- Birth name: William Marvin Dees
- Born: January 24, 1939 Borger, Texas, United States
- Died: October 24, 2012 (aged 73) Mountain Home, Arkansas, United States
- Genres: Country
- Occupation: Singer-songwriter
- Instrument: Vocals
- Years active: 1959–2012
- Formerly of: Roy Orbison

= Bill Dees =

American musician and songwriter

William Marvin Dees (January 24, 1939 – October 24, 2012) was an American musician known for his songwriting collaborations with singer Roy Orbison.

==Career==
Born and based out of Borger, Texas, United States, Dees played guitar and sang with a band called The Five Bops doing his first recordings with Norman Petty at his recording studio in Clovis, New Mexico in May 1958. They later became The Whirlwinds, gaining enough recognition to perform on an Amarillo, Texas radio station. Dees eventually made his way to Nashville, Tennessee, where his meeting with Roy Orbison led to a collaboration that produced a string of successful songs for Monument Records, including the hits "Oh, Pretty Woman" and "It's Over".

In 1967, Dees co-wrote all the songs for the Orbison album and MGM motion picture The Fastest Guitar Alive.

Beyond his work with Orbison, Bill Dees wrote hundreds of songs, a number of which were recorded by performers such as Johnny Cash, Loretta Lynn, Skeeter Davis, Glen Campbell, Billy Joe Royal, Frank Ifield, Mark Dinning, and Gene Pitney. In 2000, he recorded his own album titled Saturday Night at the Movies, a compilation of songs previously sung by Orbison that had been written with Dees and some that Dees had written alone.

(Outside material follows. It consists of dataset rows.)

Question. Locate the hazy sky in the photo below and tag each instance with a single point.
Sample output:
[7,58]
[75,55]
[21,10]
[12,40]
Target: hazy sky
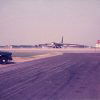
[40,21]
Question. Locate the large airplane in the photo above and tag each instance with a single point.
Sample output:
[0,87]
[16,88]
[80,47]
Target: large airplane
[58,45]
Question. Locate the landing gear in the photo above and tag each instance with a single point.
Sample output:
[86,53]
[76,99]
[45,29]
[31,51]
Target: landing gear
[3,60]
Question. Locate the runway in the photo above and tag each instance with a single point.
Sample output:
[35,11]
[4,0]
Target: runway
[71,76]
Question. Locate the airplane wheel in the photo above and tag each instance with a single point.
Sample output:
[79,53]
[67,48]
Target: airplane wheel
[3,60]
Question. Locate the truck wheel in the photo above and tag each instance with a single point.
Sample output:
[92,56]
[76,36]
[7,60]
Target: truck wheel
[3,60]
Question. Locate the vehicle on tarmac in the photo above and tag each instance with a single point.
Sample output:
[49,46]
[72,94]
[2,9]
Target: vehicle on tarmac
[5,57]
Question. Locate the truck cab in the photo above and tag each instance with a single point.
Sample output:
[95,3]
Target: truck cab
[5,57]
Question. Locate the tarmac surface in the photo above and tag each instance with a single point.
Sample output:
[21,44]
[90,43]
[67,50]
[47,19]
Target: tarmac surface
[71,76]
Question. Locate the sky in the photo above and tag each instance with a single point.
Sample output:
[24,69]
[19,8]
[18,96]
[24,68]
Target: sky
[44,21]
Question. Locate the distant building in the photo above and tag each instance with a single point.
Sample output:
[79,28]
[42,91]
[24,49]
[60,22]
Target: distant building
[98,44]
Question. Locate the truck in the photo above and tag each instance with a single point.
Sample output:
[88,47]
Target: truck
[5,57]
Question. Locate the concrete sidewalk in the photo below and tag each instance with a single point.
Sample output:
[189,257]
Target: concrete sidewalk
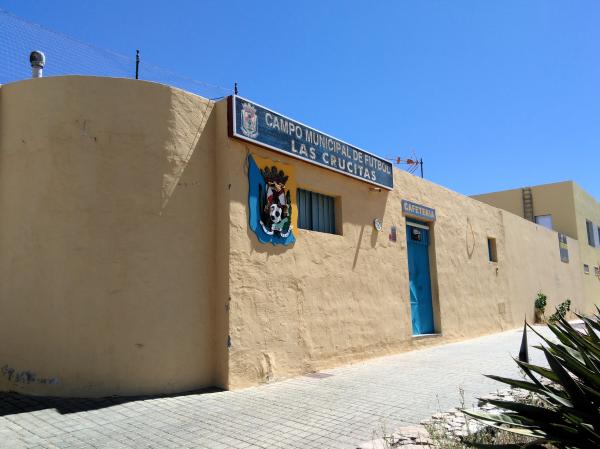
[337,409]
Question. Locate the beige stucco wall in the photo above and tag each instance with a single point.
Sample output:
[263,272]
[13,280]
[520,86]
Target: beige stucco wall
[588,208]
[334,299]
[127,265]
[106,237]
[554,199]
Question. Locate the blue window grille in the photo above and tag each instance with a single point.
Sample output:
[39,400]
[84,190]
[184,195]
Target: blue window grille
[492,251]
[590,230]
[316,212]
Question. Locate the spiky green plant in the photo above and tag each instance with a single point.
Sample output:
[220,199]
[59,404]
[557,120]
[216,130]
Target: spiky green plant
[568,392]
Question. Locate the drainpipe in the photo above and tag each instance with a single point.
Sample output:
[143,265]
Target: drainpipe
[37,61]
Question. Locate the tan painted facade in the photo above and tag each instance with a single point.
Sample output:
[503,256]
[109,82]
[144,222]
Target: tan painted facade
[570,207]
[127,265]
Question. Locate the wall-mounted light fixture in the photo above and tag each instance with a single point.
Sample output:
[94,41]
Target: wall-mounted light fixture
[378,224]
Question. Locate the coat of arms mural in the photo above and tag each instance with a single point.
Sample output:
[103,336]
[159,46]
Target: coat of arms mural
[271,200]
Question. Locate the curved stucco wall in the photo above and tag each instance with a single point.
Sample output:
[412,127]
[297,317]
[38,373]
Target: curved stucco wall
[106,238]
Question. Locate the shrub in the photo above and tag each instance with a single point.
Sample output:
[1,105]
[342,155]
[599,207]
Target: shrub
[568,412]
[561,311]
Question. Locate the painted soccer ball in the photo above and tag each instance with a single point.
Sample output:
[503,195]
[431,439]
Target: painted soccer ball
[275,213]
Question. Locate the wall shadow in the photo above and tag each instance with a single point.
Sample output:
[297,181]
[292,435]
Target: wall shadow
[12,403]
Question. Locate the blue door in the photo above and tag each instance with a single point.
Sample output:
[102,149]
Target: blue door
[419,280]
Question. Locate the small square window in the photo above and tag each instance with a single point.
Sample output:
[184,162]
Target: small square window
[316,212]
[544,220]
[492,251]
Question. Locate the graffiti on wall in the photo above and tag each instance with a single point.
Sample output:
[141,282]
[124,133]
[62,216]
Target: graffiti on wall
[26,377]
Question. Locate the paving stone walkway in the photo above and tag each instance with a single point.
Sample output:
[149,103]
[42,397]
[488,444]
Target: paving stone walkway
[340,409]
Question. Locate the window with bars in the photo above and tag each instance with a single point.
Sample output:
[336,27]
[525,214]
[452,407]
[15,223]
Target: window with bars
[316,212]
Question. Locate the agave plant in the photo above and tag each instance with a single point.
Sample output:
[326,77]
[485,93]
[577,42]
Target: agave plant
[566,413]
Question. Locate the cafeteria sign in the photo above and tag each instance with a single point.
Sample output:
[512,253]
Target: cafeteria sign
[253,123]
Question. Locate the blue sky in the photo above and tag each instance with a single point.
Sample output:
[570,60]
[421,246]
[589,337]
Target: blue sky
[491,94]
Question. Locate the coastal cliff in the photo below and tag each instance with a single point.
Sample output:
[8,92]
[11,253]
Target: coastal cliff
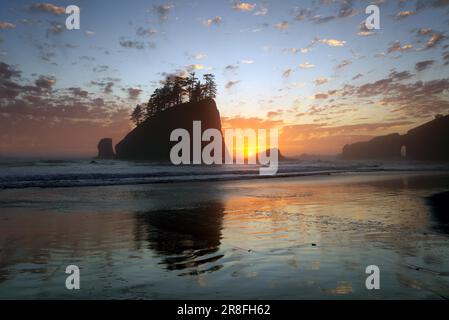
[428,142]
[105,149]
[150,140]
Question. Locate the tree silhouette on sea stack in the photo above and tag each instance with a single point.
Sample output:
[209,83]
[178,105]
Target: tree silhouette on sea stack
[175,90]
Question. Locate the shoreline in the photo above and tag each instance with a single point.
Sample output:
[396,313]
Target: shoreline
[223,176]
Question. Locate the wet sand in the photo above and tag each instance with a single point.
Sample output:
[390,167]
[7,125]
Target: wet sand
[291,238]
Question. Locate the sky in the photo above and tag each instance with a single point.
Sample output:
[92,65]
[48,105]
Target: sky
[309,68]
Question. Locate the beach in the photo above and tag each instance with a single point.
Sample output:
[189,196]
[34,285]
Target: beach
[308,237]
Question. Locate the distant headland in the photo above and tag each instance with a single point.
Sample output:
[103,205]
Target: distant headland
[427,142]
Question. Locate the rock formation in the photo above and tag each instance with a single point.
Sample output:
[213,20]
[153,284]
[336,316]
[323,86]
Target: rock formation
[105,150]
[151,139]
[428,142]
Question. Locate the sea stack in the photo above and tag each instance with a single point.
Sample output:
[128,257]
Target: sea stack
[427,142]
[105,149]
[150,140]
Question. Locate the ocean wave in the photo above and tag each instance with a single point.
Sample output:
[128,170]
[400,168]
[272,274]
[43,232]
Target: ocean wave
[58,174]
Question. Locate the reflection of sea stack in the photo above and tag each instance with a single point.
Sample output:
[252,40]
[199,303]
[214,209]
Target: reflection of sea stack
[105,150]
[151,139]
[428,142]
[186,238]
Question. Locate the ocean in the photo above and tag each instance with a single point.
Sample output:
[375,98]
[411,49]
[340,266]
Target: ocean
[146,231]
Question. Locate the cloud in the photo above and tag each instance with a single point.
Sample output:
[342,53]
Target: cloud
[133,93]
[396,47]
[8,72]
[78,92]
[343,64]
[45,82]
[418,99]
[37,121]
[422,65]
[282,26]
[446,58]
[364,31]
[434,39]
[145,31]
[287,73]
[261,12]
[346,9]
[194,67]
[404,14]
[55,28]
[302,14]
[6,25]
[424,31]
[163,11]
[297,50]
[231,67]
[320,81]
[108,87]
[243,6]
[199,56]
[217,20]
[249,122]
[333,42]
[48,7]
[231,84]
[275,114]
[306,65]
[129,44]
[321,96]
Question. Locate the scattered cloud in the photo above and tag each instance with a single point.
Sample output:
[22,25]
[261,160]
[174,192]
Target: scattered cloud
[320,81]
[243,6]
[231,67]
[48,7]
[423,65]
[194,67]
[321,96]
[343,64]
[217,20]
[404,14]
[231,84]
[333,42]
[134,93]
[163,11]
[434,39]
[130,44]
[287,73]
[45,82]
[306,65]
[6,25]
[282,26]
[145,31]
[397,47]
[261,12]
[199,56]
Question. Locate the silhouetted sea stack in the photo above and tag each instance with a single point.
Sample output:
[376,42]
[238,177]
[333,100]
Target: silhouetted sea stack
[428,142]
[105,150]
[151,139]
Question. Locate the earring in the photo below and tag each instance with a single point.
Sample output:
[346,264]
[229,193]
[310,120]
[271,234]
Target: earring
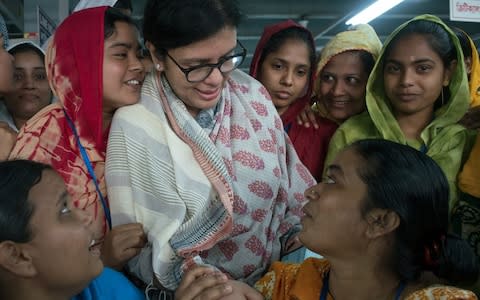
[442,97]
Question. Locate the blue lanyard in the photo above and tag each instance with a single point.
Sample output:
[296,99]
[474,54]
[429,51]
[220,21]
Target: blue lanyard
[326,288]
[88,164]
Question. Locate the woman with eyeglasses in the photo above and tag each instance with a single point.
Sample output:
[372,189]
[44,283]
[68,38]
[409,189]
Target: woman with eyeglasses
[202,161]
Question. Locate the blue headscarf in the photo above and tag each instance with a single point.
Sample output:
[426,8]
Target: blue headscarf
[3,30]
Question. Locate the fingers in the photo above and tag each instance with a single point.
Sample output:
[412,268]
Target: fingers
[203,283]
[312,117]
[122,243]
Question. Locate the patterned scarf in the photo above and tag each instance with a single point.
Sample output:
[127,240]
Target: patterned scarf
[74,67]
[230,199]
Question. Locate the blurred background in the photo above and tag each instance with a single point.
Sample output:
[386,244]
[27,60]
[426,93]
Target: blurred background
[324,18]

Bill Dees lived in Ozark, Arkansas & New Boston, Texas, for a number of years. There he continued writing and playing his music. Later he resided near Branson, Missouri, and continued to write songs with collaborator Jack Pribek until his death on October 24, 2012. He was living at a nursing facility in Mountain Home, Arkansas, at the time of his death.